The garden was too quiet after Reo's spoon stopped stirring.
Celestia stared into her tea as though it might show her a gentler future. When she finally spoke, every trace of teasing was gone.
"Heaven is turning upside down," she said, her voice low. "Old rules are breaking. They all felt the ripple the moment my niece drew her first breath eighty years ago. Power like hers… it has never existed before."
Reo narrowed his red eyes, watching her.
"They call her the Anomaly," Celestia continued. "Some call her the End. A few of the younger gods worship her already. Most of the older ones want to take her power for themselves."

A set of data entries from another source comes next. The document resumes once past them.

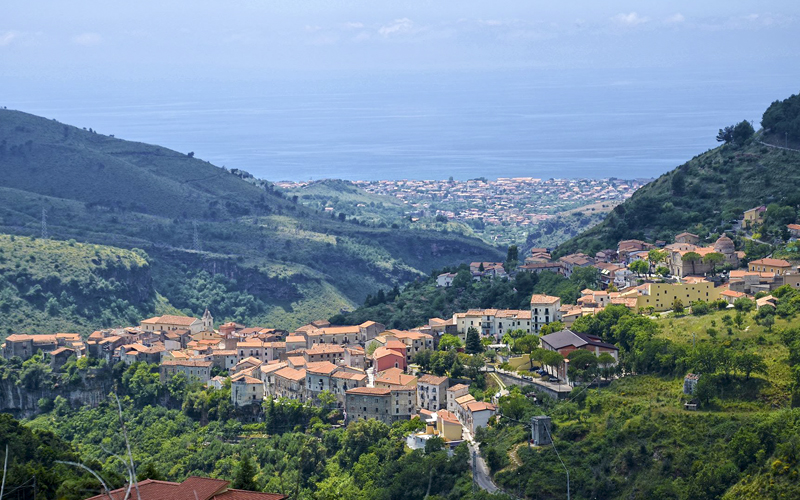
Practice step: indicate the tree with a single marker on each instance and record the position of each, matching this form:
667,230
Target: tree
655,256
244,474
639,267
742,132
513,254
448,342
743,304
473,345
750,363
692,258
714,259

She lifted her head. Her expression was different from usual, tired, and—for the first time Reo had ever seen—afraid.
"When she fully awakens, she will sit above every throne in heaven. And none of them will allow that to happen peacefully."
Reo set his cup down. "You didn't drag me here for a history lesson. Get to the point."
Celestia's fingers tightened around her porcelain cup until faint cracks spidered across it.
"I have hidden her as long as I can," she whispered. "Sealed most of her power, sent her to help you so they won't find her."
"But the vessel temporarily weakened. She revealed herself just now. And now everyone in this realm knows where she is."
She drew a trembling breath. "I am only one goddess, Reo. I cannot hold the heavens back alone."
Reo leaned forward, elbows on his knees. "You're seriously asking me to fight every divine bastard from here to the edge of creation for a kid I barely know? I'm already neck-deep in the favour you bought with Chloe. I don't have room for another war."
She slid from her chair and knelt in front of him.
Actually knelt.
The Goddess of Life, eldest of the celestial circle, pressed both palms to the marble ground in front of Reo's feet.
"I am begging you," she said, and the words trembled. "Protect her. Keep her alive long enough to choose her own path. Keep her free."
Reo stared down at the crown of silver hair bowed before him, stunned into silence.
Celestia did not look up. "I have watched you tear apart fate with nothing but stubbornness and a bad attitude. I know you can burn worlds to keep one girl safe."
"If there is anyone—mortal, immortal, or anything between—who can stand between her and the heavens themselves, it is you."
A long pause.
Reo's voice came out rough. "You're asking me to become the apocalypse of gods."
"I'm asking the apocalypse to stand in front of the kid," Celestia answered without raising her head. "A child who has spent eighty years waiting for someone to choose her first."
Reo held the teacup tightly, and a crack appeared in his teacup. He thought for a moment; the silence stretched.
Finally Reo knelt down, gripped her wrist, and looked at her face directly, his expression unreadable, but she could see something in his eyes.
"Get up," he muttered. "Goddesses don't kneel to assassins. It's bad for the brand."
Celestia's eyes shimmered, but she let him lift her.
His red eyes met hers. "You want me to protect your niece? Fine. But when the heavens come—and they will—I'm not going to be nice about it."
A flicker of her old smile returned. "I never hired you for mercy."
Reo looked past her, toward the endless bloom of the garden.
"Then tell every god listening to start running."
"Because if a single one of them lays a finger on that kid, I'll remind the entire cosmos why mortals invented night."
___
Far away, on a tiny restored patch of forest on a little blue-green world, a silver-haired child slept curled between her parents.
She smiled in her dreams, unaware that a crimson-eyed man had just drawn a line across the heavens in her name.
She had no idea the holy war had begun for her.